My migraines started about 8 years ago when I was 20. They started out as intense headaches basically - but they were debilitating. I was put on beta blockers which helped reduce the severity but completely changed my personality. I didn't like the drug so came off and just "put up" with my migraines for about 5 years. They got progressively worse (8 hours in length, nausea etc) and so I finally went back to the GP and asked to see a neurologist. She insisted I had to take amitryptaline for a while - which didn't work and so I finally was given the referral.
The neurologist was great - and told me about triptans which have been my life saver ever since (aren't they for everyone?)
So for the next few years I trundled on just putting up with migraines and not really knowing very much about them.
Then last year they started getting really really bad. My employers were supportive (as I'd been with the company for 5 years) but I was having a lot of sick days and I'd started waking up with them which meant I couldn't medicate them and was stuck in a darkened room crying and trying to sleep until it passed.
Summer of last year I got a new job and as a result I knew I'd have to go back on preventatives so I didn't take so much sick leave. I went on proprananol first which was fantastic - my migraines disappeared almost completely but I started suffering really bad depression and after 3 months the migraines started coming back. The GP then moved me onto atenenol which again worked for 3 months and then the migraines came back and this time I had constant pins and needles in my arms.
At this point I could never see the same doctor and felt like they were all telling me different things. One doctor suggested I go back to amitryptaline starting at a really low dose at 10mg and working up gradually.
At this point I moved house and as a result also moved GP. In February of this year things got so bad I had 19 migraine attacks in February (my record so far!) and knew I had to do something about it.
First of all I made an appointment to speak to a migraine nurse through Migraine Action (who was fantastic) and I got a new GP who was really supportive. At this point I also found a migraine blogger who was about the same age as me and had tried and tested so many things. She recommended many books to me and I began to educate myself about my migraines.
I couldn't believe I'd spent so many years just ignoring it and hoping it would go away. At this time I also made an appointment to the National Migraine Centre who were amazing! This was all a real turning point for me.
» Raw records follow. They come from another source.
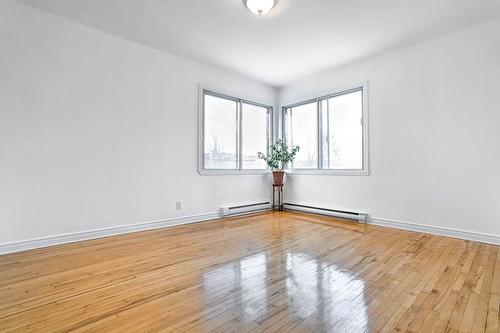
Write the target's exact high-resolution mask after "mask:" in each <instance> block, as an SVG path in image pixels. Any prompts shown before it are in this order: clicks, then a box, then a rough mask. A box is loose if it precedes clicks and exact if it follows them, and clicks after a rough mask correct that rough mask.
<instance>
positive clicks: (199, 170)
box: [198, 86, 274, 176]
mask: <svg viewBox="0 0 500 333" xmlns="http://www.w3.org/2000/svg"><path fill="white" fill-rule="evenodd" d="M205 94H209V95H212V96H215V97H220V98H225V99H228V100H232V101H235V102H237V103H238V109H237V120H236V121H237V124H236V128H237V145H236V155H237V163H238V168H237V169H205V161H204V158H205V154H204V151H205V149H204V148H205V135H204V134H205V121H204V120H205V110H204V108H205ZM243 103H245V104H251V105H255V106H259V107H263V108H266V109H267V110H268V125H267V126H268V127H267V147H266V154H267V152H268V151H269V146H270V144H271V141H272V139H273V121H274V117H273V112H274V108H273V107H272V106H271V105H268V104H266V103H261V102H255V101H253V100H250V99H246V98H238V97H233V95H231V94H226V93H221V92H218V91H217V90H212V89H206V88H203V87H201V86H200V87H199V88H198V173H199V174H200V175H202V176H217V175H262V174H268V173H269V172H270V170H269V168H266V169H243V167H242V164H243V163H242V162H243V161H242V156H241V151H242V145H243V143H242V137H241V135H242V106H243Z"/></svg>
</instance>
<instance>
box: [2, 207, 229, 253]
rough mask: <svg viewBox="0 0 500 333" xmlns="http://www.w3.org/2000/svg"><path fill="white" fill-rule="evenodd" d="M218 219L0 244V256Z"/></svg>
mask: <svg viewBox="0 0 500 333" xmlns="http://www.w3.org/2000/svg"><path fill="white" fill-rule="evenodd" d="M218 218H220V214H219V213H218V212H215V213H205V214H199V215H192V216H183V217H176V218H170V219H164V220H157V221H149V222H141V223H136V224H129V225H122V226H116V227H111V228H104V229H94V230H89V231H83V232H76V233H71V234H62V235H56V236H49V237H43V238H36V239H29V240H25V241H20V242H12V243H3V244H0V255H1V254H7V253H14V252H21V251H27V250H33V249H38V248H43V247H47V246H54V245H61V244H67V243H74V242H79V241H84V240H90V239H96V238H102V237H109V236H115V235H122V234H128V233H132V232H137V231H145V230H152V229H159V228H165V227H172V226H176V225H182V224H188V223H196V222H203V221H208V220H214V219H218Z"/></svg>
Turns out I'd been suffering Medication Overuse Headache (MOH) and had to go cold turkey off the triptans.
Educating yourself on migraines is a must. It's a chronic illness for most of us and it won't just go away on it's own. It's so easy to just ignore it and actually not know anything about it but educating yourself can really make such a difference.
At the moment I'm still busy trying to find the best medication for me and it's really frustrating and hard. I've also just been made redundant which means finding new employment is going to be a nightmare! But I'm not going to give up. Even if it takes me a year I will find the medication that works best for me and I'll keep to my migraine management tricks and tips that I know work.
Migraine is part of me as much as I hate it but I won't give up. I can't let it take over my life. I've found that reading as much as I can on migraines, getting the support from the NMC and my new GP (I now always visit the same one) as well as using this forum has made a massive difference.
If anyone is interested I have also written several posts about my experience of migraine on my blog - skullsandponies.com. If you search for "migraines" all the relevant posts will come up. Here is a link to one of them:
skullsandponies.com/2012/04...
Something else I recently participated in was the travelling diary from the migraine trust. Such an amazing idea! They send you a book and you write in it your experience. It also allows you to read other migraine sufferers' stories too. They are also available on flickr to view.